When it comes to the long-term viability of Linux gaming, getting 2 or 3 AAA games natively ported a year is simply not sustainable. While I am absolutely appreciative of the effort and a big fan of the porting studios, we needed something else to complement native ports to help push us forward.

To be clear on something, I’m absolutely all for the famous “No Tux, No Bucks” slogan people like to throw around. It’s a brilliant thing that there’s a lot of enthusiastic people out there sticking to their guns, buying only games that support Linux. A small reality check though: for the vast majority of developers you’re basically pissing into the wind due to our market share. Developers aren’t likely to see enough sales to think it’s truly worth the effort.

Thinking that this will completely kill off ports from Aspyr Media, Feral Interactive and other porters is probably thinking too short-term. In my mind, this could actually help them quite a lot when thinking about the bigger picture.

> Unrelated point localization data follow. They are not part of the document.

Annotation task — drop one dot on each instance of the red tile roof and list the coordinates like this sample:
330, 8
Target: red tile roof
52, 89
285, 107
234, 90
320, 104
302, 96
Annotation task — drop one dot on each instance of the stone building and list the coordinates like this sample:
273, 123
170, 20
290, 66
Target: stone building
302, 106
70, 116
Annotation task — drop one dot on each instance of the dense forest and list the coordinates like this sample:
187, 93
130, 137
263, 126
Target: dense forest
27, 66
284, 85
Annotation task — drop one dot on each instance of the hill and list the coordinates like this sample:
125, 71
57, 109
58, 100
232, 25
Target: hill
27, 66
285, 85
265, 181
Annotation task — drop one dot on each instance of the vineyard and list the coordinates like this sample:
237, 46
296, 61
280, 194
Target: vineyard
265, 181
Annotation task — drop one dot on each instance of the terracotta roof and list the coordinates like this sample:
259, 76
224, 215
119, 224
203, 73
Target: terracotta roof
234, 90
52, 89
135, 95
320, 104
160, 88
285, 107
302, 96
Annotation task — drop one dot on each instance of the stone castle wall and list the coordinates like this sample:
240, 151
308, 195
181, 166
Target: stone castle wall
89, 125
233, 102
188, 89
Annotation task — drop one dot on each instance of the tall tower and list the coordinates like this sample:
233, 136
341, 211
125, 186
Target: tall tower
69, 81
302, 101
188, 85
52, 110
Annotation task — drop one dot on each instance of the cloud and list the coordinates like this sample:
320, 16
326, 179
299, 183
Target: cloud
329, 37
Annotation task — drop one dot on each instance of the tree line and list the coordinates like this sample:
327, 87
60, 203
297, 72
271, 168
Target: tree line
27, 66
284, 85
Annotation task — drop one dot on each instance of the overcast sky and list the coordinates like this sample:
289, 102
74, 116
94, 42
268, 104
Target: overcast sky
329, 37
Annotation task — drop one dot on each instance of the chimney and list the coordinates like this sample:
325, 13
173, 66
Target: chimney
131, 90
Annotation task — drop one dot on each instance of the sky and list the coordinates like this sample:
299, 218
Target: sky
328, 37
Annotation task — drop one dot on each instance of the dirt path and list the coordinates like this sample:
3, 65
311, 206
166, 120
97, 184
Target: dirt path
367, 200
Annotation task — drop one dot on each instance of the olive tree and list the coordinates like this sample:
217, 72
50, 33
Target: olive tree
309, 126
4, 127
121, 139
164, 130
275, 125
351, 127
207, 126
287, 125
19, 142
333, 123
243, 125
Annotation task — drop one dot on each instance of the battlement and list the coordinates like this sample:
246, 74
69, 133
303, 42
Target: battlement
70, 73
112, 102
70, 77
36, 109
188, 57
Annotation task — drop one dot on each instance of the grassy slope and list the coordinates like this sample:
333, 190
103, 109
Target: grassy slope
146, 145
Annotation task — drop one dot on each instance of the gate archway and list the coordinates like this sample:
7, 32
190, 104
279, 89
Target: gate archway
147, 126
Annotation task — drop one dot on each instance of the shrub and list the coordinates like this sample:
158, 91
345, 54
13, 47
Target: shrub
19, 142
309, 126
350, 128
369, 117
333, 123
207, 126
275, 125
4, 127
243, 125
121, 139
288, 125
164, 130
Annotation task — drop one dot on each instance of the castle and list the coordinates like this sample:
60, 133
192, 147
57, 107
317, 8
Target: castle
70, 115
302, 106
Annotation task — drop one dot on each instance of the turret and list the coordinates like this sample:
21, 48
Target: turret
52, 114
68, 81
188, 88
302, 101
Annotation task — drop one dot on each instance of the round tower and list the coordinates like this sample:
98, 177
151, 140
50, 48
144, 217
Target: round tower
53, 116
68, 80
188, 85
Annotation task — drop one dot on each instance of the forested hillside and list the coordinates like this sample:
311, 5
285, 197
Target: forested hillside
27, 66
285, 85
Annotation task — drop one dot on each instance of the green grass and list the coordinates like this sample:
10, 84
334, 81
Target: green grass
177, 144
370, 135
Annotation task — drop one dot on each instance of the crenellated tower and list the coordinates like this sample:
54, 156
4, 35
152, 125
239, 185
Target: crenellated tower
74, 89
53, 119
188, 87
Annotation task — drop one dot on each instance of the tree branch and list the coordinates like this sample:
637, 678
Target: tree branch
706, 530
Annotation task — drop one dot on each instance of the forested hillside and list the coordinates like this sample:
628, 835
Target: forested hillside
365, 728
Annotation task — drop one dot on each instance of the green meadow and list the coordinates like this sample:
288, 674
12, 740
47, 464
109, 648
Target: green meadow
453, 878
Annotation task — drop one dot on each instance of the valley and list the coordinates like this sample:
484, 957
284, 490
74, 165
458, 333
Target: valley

With this Steam Play move, this could be a massive push for more people to actually play their games on Linux, get more people actually install Linux and so on. This could, at least in theory, give native porting houses a much bigger market to sink their teeth into. After all, the biggest problem we face is market share, what happens if this starts to move it upwards? Like with SteamOS though, let’s keep expectations in check—I don’t expect this to instantly move mountains. However, this seems like a long-term plan that’s thinking ahead and if it does result in more people using Linux for gaming, that will benefit the entire platform—not just gamers.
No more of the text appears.